During decompensation, laboratory assessment should include electrolytes, BUN, creatinine, blood
gas, glucose, AST, ALT, alkaline phosphatase, PT, PTT, bilirubin, ammonia, carnitine, and creatinine
phosphokinase.
Management
After administration of bolus fluid and correction of any hypoglycemia, D10 in ½ normal saline should be
continued at 1 to 1.5 times maintenance, along with insulin, if needed, to maintain serum glucose level at
120 to 170 mg/dL. Sodium bicarbonate should be administered for bicarbonate less than 16 mg/dL. In
patients with fatty acid oxidation defects, correction of acidosis and hypoglycemia usually corrects
hyperammonemia.
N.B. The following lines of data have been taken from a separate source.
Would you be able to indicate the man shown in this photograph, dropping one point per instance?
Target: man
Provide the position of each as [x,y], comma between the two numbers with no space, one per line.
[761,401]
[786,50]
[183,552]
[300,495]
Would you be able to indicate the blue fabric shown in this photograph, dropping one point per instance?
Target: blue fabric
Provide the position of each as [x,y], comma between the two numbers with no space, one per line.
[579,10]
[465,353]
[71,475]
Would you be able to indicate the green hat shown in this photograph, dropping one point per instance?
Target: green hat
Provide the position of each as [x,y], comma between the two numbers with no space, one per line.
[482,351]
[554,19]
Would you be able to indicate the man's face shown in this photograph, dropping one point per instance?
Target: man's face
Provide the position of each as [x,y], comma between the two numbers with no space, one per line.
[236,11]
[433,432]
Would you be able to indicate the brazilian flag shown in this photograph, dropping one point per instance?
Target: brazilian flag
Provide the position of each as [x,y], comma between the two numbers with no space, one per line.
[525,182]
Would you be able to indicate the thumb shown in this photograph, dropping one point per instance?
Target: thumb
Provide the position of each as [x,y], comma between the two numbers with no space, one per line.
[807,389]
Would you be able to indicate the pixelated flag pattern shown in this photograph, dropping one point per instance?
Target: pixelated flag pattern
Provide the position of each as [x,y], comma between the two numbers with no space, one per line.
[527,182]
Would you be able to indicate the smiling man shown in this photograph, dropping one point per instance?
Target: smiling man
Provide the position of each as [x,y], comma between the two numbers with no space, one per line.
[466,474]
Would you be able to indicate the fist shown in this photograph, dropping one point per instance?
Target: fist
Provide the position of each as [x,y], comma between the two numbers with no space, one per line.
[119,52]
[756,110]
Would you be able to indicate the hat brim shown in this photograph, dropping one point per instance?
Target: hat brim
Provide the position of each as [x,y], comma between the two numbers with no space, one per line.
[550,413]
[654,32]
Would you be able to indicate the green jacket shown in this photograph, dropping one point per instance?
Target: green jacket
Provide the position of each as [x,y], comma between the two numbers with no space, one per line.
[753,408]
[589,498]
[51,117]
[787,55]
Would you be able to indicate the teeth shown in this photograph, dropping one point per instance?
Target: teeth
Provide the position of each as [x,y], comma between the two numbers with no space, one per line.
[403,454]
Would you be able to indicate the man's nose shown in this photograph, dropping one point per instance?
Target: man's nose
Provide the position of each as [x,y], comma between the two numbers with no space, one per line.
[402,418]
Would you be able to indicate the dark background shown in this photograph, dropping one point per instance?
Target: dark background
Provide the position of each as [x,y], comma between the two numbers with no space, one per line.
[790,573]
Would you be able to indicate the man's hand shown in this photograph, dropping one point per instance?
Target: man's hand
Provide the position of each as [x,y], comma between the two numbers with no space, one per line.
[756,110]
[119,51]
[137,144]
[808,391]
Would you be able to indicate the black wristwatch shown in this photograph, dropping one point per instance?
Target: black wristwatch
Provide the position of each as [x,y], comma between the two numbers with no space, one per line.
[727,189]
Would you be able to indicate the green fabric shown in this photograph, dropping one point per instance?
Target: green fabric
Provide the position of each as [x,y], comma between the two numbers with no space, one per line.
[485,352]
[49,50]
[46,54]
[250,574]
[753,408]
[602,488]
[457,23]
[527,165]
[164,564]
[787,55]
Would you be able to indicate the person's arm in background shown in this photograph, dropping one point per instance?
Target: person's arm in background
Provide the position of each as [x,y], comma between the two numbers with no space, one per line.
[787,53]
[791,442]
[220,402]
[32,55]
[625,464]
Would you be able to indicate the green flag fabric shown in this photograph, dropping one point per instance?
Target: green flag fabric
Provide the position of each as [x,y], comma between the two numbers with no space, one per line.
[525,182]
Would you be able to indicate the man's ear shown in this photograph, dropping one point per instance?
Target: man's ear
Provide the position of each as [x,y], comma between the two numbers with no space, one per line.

Administration of L -carnitine is controversial because in excess, long-chain
acylcarnitine may produce cardiac arrhythmias; therefore, L -carnitine should be administered only after
consulting a metabolism specialist. Drugs that induce hypoglycemia and epinephrine, which stimulates
lipolysis, should be avoided, and if they must be given, glucose concentration should be maintained with
dextrose. Medium chain triglyceride (MCT) oil is beneficial for children with Very Long Chain Acyl
Dehydrogenase (VLCADD) Deficiency but it is dangerous for other fatty acid oxidation defects. Clinical
and laboratory parameters should be monitored until the patient is stabilized and tolerating fluid well.
Long-term patients may be on a high-carbohydrate, low-fat diet that includes a complex carbohydrate
such as cornstarch to avoid hypoglycemia. Asymptomatic siblings and parents should be tested. The New
England Consortium of Metabolic Programs details treatment for specific fatty acid oxidation defects on
their
website
.

CARBOHYDRATE DISORDERS


Disorders of Carbohydrate Intolerance
Galactosemia. Classic galactosemia, characterized by less than 1% galactose-1-phosphate
uridyltransferase activity, results in clinical symptoms usually within the first week of life, often within
the first 2 to 3 days, and may be rapidly fatal.

Goals of Treatment
Treatment goals specific for galactosemia are to eliminate galactose from the diet and recognizing and
treating possible sepsis.

Clinical Considerations
Assessment
Manifestations include poor feeding, vomiting, diarrhea, failure to thrive, bulging fontanelle lethargy that
may progress to coma, jaundice and coagulopathy due to liver disease, and/or sepsis, classically with E.
coli, which may be the initial manifestation. Most newborns will have cataracts although they may only
be appreciated by slit lamp examination.